His first respondent's reply: 
 As requested, here is my passport photo.  I have also troubled myself to include a menu from our local Indian restaurant and can recommend the Chicken Dansak, if you are ever in the area and feel hungry.
(this respondent was to be called Jonesie) How nice of Jonesie to go beyond the instructions of just sending a picture.

After Jonesie's response other responses came in slowly and then more and more.  Of course at this point Danny needed to come up with a reason for the group to exist.  Now he had the people  who had "joined" but for what?


Ultimately, he came up with the idea  of people going out to do Random Acts of Kindness which caught on globally.  It also led to another book: Random Acts of Kindness: 365 Ways to Make the World a Nicer Place.
There was also, the Free Hugs Campaign which was documented in various cities, such as the one below.





As for acts of kindness bestowed upon me, there are many. Some so huge that the act sent my life in a whole different direction but because of time constraints. (not to mention the reader...yes, you L.M...that mentioned via email about me being wordy...but that is who I am)

I will tell you about one recent act of kindness that I was lucky enough to be a recipient of.  A gal pal and I went to a local restaurant here in KC.  During lunch, I started to choke.  I mean CHOKE!! No catching my breath, no coughing, just "I am now turning blue" kind of choking.  People started surrounding me.  I could hear some woman on her cell call 911 but was by that time I was light headed and not really paying attention to all that was happening around me.  A man came from behind me and started the Heimlich Maneuver to no avail.  He tried a second time, still nothing.  On his last time, he literally picked me up off the floor, bent me over his arm and hit me HARD on the back.  (the same maneuver one would use with an infant)  It worked. I was sitting on the floor recovering when the EMT's arrived.

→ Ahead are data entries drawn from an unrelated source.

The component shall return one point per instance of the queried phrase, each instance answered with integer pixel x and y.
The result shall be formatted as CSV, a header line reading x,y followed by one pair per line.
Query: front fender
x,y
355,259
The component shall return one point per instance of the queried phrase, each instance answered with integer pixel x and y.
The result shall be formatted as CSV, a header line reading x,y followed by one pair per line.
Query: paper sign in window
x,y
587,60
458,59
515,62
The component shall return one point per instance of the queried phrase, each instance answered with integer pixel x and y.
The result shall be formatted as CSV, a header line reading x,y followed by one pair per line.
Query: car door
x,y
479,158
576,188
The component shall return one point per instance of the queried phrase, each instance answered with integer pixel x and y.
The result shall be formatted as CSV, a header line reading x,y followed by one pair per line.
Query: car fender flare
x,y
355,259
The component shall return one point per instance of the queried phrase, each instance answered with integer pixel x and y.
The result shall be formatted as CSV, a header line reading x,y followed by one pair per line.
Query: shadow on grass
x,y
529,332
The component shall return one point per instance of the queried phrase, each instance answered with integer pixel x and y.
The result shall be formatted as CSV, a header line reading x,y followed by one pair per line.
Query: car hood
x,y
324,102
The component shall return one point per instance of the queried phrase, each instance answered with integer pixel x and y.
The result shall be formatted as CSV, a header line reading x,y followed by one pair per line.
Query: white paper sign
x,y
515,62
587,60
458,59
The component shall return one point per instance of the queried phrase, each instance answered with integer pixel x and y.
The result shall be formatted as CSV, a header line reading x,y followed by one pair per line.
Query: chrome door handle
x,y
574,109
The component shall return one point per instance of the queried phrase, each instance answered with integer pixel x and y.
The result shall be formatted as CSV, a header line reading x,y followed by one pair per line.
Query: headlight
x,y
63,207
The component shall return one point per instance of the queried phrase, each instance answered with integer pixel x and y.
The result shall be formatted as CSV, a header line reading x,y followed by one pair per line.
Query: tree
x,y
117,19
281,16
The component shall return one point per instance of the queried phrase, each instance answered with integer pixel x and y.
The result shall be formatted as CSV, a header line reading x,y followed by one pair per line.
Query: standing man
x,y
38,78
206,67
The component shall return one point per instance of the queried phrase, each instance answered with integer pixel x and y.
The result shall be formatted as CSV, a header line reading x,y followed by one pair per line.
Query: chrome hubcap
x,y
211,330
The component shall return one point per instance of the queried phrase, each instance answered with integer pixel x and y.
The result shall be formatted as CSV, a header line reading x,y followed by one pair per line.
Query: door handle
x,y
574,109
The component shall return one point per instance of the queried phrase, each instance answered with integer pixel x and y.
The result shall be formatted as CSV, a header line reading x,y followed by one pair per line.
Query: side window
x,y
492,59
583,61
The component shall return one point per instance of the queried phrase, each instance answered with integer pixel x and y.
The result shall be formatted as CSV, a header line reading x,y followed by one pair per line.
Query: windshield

A couple of things about this.  The man that did this is surely going to be rewarded at some point.  Hopefully, some karmic pay back is in store for him. 

And if he hadn't come to my defense,  I would have hated my obit to say, She died of aspirating a piece of broccoli at the Sweet Tomato Cafe, while horrified diners were losing their appetites around her.

I can think of several other examples in my life that special people changed the course of my life in very significant ways.  Unfortunately, there is no way to express to people how appreciative you are. Words fall short for those big "saves".


I am going to close for today.  Maybe in a future post, I can resurrect this subject and tell you a few more
stories of people acting very compassionate, generous and/or kind.